Because of that, she was fairly certain she knew what she was getting into when she broke off 1/4th of the chip and stuck it in her mouth. “Oh, yeah, that does taste bad.” She agreed as she started to chew, and before the utter pain over-took her. Then she started chewing fast as Justin started coughing and then went over to the sink to wash his hands.

Her gums and tongue burned, nerves screaming at her for her hubris like teeny-tiny, on-fire needles stabbing into her gums, her lips and her tongue. She ripped open the flan and tried to chew it but even opening her mouth to the air renewed the pain and if she breathed out through that passage at all searing fire out of her mouth to singe the air.

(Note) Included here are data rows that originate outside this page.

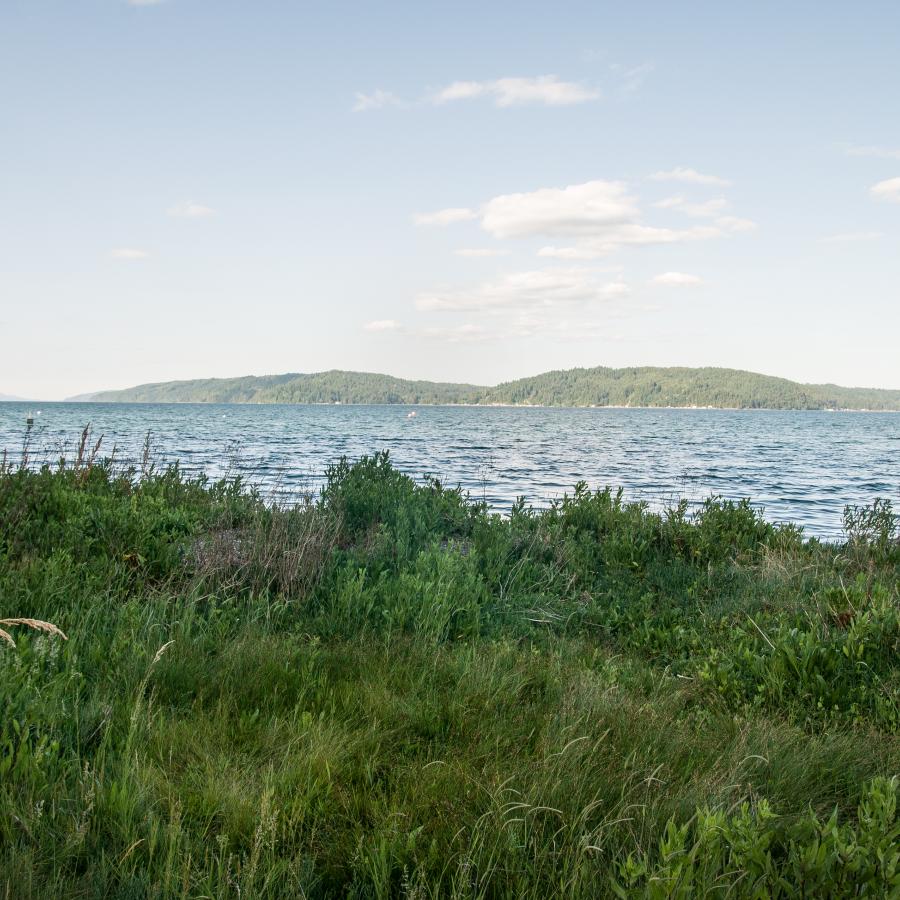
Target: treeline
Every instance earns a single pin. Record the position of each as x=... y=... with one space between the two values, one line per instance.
x=601 y=386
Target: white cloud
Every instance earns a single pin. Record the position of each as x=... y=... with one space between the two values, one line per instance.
x=629 y=235
x=708 y=209
x=850 y=237
x=457 y=334
x=542 y=289
x=689 y=176
x=578 y=209
x=631 y=78
x=877 y=152
x=601 y=217
x=191 y=211
x=378 y=99
x=546 y=89
x=677 y=279
x=480 y=252
x=446 y=216
x=887 y=190
x=382 y=325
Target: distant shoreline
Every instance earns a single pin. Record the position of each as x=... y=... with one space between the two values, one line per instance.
x=404 y=404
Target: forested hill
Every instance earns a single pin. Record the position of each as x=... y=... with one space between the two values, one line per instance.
x=726 y=388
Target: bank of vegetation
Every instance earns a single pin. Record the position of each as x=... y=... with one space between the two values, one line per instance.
x=637 y=387
x=389 y=691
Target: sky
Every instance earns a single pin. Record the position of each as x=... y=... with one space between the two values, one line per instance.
x=452 y=191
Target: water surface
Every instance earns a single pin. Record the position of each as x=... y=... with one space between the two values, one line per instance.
x=802 y=467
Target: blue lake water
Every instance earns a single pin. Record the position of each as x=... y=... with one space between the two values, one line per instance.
x=801 y=467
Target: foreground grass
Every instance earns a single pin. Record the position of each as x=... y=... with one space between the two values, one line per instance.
x=391 y=692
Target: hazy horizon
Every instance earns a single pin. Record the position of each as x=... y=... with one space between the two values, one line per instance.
x=462 y=194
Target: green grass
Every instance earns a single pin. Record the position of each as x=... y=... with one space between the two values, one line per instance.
x=388 y=691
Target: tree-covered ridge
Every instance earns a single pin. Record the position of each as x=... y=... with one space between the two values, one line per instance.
x=600 y=386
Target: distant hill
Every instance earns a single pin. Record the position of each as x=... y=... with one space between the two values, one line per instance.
x=601 y=386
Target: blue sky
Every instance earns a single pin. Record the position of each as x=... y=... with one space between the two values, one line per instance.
x=454 y=191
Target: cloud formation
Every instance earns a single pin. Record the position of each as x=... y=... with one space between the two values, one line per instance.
x=480 y=252
x=543 y=90
x=601 y=217
x=546 y=90
x=378 y=99
x=519 y=291
x=887 y=190
x=689 y=176
x=676 y=279
x=707 y=209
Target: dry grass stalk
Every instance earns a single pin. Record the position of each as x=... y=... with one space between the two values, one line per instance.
x=36 y=624
x=284 y=550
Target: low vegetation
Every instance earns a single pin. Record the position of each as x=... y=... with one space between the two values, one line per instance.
x=601 y=386
x=389 y=691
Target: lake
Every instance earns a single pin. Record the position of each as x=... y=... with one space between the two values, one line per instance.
x=801 y=467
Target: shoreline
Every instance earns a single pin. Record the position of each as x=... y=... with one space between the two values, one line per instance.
x=445 y=405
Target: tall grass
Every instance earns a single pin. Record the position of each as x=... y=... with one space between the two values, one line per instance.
x=389 y=691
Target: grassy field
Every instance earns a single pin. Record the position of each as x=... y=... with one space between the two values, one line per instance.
x=388 y=691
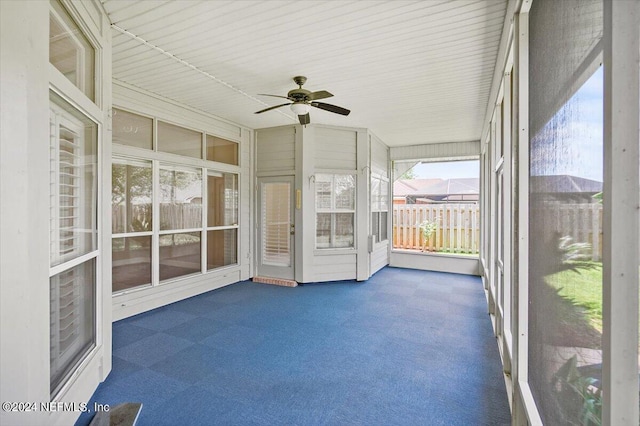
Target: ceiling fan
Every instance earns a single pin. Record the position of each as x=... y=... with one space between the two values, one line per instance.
x=302 y=100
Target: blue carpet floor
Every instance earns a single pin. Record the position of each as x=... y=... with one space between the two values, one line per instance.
x=405 y=347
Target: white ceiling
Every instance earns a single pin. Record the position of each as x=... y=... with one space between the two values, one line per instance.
x=413 y=72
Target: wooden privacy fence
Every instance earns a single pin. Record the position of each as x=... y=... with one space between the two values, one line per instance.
x=581 y=222
x=457 y=227
x=172 y=216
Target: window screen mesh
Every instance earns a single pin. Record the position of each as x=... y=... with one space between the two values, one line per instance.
x=565 y=212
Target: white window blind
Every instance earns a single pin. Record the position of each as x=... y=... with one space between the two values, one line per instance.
x=73 y=238
x=276 y=221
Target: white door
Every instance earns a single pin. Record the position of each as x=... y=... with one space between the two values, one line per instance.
x=276 y=227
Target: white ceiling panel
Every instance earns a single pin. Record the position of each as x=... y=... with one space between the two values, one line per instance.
x=413 y=72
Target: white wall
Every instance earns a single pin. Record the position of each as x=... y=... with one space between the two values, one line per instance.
x=24 y=221
x=380 y=167
x=24 y=188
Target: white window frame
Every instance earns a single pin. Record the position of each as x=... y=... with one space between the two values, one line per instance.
x=333 y=210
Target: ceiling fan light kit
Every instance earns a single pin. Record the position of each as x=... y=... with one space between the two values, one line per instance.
x=302 y=100
x=300 y=108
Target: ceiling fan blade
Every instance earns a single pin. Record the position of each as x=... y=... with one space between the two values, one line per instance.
x=331 y=108
x=304 y=119
x=270 y=108
x=274 y=96
x=321 y=94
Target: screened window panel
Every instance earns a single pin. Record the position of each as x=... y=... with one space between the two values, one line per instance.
x=565 y=210
x=132 y=129
x=375 y=225
x=323 y=230
x=384 y=195
x=222 y=150
x=345 y=192
x=222 y=209
x=180 y=199
x=335 y=193
x=180 y=254
x=375 y=194
x=70 y=51
x=73 y=183
x=222 y=248
x=72 y=320
x=343 y=230
x=276 y=222
x=178 y=140
x=131 y=262
x=323 y=192
x=131 y=196
x=384 y=230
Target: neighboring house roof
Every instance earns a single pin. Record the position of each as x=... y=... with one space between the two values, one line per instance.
x=563 y=184
x=422 y=187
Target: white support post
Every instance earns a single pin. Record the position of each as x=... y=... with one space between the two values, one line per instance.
x=620 y=240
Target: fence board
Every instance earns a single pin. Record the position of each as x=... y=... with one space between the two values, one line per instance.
x=458 y=226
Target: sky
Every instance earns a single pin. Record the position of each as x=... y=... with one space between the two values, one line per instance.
x=571 y=143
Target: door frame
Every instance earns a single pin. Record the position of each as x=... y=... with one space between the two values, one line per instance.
x=273 y=271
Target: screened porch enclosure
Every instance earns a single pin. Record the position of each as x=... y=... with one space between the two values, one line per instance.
x=131 y=142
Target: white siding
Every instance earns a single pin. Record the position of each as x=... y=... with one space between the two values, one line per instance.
x=380 y=257
x=275 y=150
x=335 y=148
x=379 y=157
x=334 y=267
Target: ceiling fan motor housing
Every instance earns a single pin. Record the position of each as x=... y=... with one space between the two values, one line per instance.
x=298 y=95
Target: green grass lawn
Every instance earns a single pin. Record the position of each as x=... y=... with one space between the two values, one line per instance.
x=583 y=288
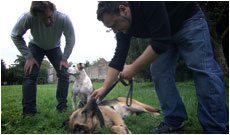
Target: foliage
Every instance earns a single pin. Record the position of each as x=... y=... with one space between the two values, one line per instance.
x=49 y=120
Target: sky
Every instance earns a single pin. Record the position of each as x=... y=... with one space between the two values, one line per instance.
x=92 y=40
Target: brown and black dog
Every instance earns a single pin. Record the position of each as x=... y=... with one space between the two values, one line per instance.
x=88 y=119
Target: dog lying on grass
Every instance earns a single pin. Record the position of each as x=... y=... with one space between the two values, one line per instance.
x=108 y=113
x=82 y=86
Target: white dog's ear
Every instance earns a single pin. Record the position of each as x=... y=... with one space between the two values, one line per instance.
x=81 y=66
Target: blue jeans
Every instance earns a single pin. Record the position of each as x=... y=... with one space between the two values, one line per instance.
x=29 y=85
x=193 y=43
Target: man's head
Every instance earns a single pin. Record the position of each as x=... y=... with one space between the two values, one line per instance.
x=115 y=15
x=44 y=10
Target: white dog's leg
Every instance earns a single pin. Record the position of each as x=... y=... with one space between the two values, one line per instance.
x=73 y=101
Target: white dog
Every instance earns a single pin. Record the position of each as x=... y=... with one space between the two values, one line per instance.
x=82 y=86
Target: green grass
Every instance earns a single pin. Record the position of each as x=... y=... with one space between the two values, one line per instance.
x=49 y=120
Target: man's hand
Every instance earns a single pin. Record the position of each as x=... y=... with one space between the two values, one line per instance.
x=63 y=63
x=29 y=65
x=99 y=92
x=128 y=72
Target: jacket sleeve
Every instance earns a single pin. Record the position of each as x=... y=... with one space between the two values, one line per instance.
x=70 y=38
x=121 y=51
x=156 y=18
x=22 y=25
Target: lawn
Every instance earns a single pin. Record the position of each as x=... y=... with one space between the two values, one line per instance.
x=49 y=120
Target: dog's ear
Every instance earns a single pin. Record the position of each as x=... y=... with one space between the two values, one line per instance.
x=80 y=66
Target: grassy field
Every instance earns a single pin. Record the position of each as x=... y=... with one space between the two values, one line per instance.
x=49 y=120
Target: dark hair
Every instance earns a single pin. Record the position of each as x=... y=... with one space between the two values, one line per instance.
x=109 y=7
x=41 y=7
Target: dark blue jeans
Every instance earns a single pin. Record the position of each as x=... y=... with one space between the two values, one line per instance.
x=193 y=43
x=29 y=85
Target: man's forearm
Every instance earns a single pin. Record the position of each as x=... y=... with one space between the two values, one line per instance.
x=147 y=57
x=21 y=46
x=111 y=77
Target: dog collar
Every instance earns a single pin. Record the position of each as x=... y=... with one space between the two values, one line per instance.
x=100 y=117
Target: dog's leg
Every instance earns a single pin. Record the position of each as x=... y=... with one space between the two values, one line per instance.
x=120 y=129
x=73 y=101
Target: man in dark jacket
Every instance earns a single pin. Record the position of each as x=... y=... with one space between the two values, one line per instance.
x=174 y=28
x=47 y=26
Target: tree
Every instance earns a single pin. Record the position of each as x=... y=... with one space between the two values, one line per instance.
x=4 y=73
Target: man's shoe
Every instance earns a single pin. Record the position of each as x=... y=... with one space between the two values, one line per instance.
x=62 y=110
x=164 y=128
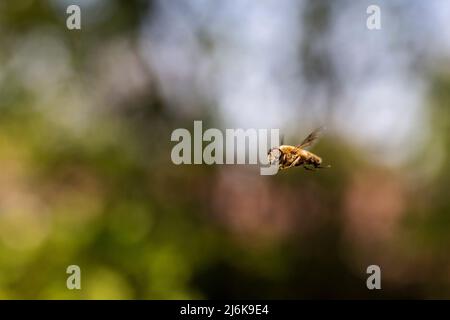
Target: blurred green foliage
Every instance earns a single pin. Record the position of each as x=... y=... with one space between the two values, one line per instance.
x=107 y=197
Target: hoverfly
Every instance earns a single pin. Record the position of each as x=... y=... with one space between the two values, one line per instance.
x=294 y=156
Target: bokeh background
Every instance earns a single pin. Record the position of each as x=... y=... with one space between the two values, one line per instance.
x=86 y=176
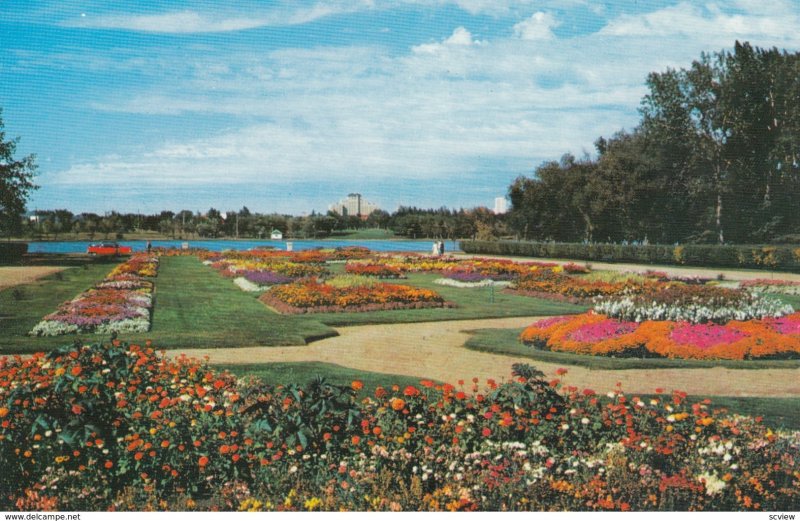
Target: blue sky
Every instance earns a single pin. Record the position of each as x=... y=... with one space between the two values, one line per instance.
x=289 y=105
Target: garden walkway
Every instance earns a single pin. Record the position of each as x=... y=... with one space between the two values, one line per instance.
x=435 y=350
x=672 y=271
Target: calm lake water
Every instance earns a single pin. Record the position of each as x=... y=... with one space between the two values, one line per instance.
x=219 y=245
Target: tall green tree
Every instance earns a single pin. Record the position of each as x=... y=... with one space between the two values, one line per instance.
x=16 y=183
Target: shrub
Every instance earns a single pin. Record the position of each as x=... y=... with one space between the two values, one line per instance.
x=11 y=252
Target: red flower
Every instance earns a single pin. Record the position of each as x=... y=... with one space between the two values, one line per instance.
x=411 y=391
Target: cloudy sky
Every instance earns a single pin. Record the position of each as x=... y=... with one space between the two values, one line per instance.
x=289 y=105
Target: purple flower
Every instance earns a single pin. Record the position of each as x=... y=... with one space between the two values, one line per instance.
x=705 y=336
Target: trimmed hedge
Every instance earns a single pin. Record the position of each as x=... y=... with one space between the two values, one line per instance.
x=11 y=252
x=782 y=258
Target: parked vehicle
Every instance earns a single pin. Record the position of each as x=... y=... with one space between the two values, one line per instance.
x=109 y=249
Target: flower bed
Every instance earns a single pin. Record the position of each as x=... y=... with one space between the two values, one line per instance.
x=121 y=303
x=696 y=304
x=120 y=428
x=310 y=296
x=381 y=271
x=550 y=282
x=479 y=283
x=597 y=334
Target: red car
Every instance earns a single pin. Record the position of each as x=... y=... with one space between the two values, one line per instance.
x=108 y=248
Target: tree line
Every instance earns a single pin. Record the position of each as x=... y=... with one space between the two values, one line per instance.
x=410 y=222
x=714 y=159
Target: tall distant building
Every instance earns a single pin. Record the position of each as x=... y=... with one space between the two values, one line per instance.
x=353 y=204
x=500 y=205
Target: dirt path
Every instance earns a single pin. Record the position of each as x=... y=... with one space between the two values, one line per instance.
x=14 y=275
x=674 y=271
x=435 y=350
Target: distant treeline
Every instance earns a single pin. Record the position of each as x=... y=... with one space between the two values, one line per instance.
x=715 y=158
x=410 y=222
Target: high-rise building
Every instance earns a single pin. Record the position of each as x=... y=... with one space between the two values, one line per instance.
x=500 y=205
x=353 y=204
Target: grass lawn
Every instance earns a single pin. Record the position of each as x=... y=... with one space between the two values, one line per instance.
x=506 y=342
x=472 y=303
x=20 y=313
x=196 y=307
x=368 y=234
x=777 y=412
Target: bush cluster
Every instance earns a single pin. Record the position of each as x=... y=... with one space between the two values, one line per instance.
x=120 y=427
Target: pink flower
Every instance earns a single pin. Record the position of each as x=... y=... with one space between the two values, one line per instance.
x=705 y=336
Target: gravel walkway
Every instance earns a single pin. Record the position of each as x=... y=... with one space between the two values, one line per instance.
x=435 y=350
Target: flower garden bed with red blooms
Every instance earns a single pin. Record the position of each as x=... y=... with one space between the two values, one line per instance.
x=596 y=334
x=381 y=271
x=310 y=296
x=117 y=427
x=541 y=283
x=121 y=303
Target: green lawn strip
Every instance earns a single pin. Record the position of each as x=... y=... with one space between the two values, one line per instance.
x=301 y=373
x=23 y=306
x=472 y=303
x=196 y=307
x=506 y=342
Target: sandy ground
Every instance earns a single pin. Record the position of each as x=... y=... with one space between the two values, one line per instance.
x=13 y=275
x=435 y=350
x=675 y=271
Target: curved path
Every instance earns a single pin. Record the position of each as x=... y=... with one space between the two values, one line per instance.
x=435 y=350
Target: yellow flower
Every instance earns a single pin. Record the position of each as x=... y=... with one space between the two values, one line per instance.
x=312 y=504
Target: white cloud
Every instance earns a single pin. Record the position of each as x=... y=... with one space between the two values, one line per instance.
x=176 y=22
x=538 y=27
x=709 y=23
x=442 y=111
x=188 y=21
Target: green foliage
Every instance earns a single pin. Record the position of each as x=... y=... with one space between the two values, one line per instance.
x=119 y=427
x=778 y=258
x=16 y=184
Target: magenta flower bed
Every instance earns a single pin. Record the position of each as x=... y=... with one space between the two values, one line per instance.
x=704 y=336
x=602 y=331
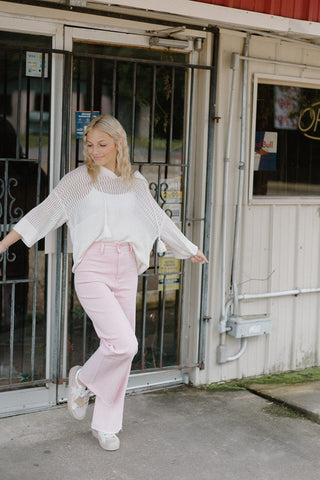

She should have opened her milk before starting this, but she didn’t and now she had to wait while Justin carefully and thoroughly cleaned his hands before she could get her hands cleaned so as to not spread any capsaicin to the rim of the milk jug accidentally. He was taking forever and was still coughing, clearing his throat as if he had something to say over and over again, but never saying anything. By now, the burning spread into her throat and breathing was becoming an exercise in pain.

Screw it. She ripped open the fridge and drank from the already open gallon of milk, and the milk provided immediate relief–relief that went away the second she swallowed. A couple minutes more and Justin finally stepped away from the sink to open his milk and as Meghan scrubbed her hands he said, “The burning just keeps coming back!”

Meghan noded and croaked out an agreement, trying to not breathe on her sensitive membranes while talking. It was another quite, panicked minute of sipping milk before Justin went into the bathroom and gargled, giving Meghan the idea to brush her damned teeth.

It was only after a full cleaning that the pain died down and pretty much went away.

Lessons learned: 1. Flan does not work as a countermeasure for capsaicin. 2. Milk is amazing. 3. Electric toothbrushes really do SO much better a job than regular tooth brushes.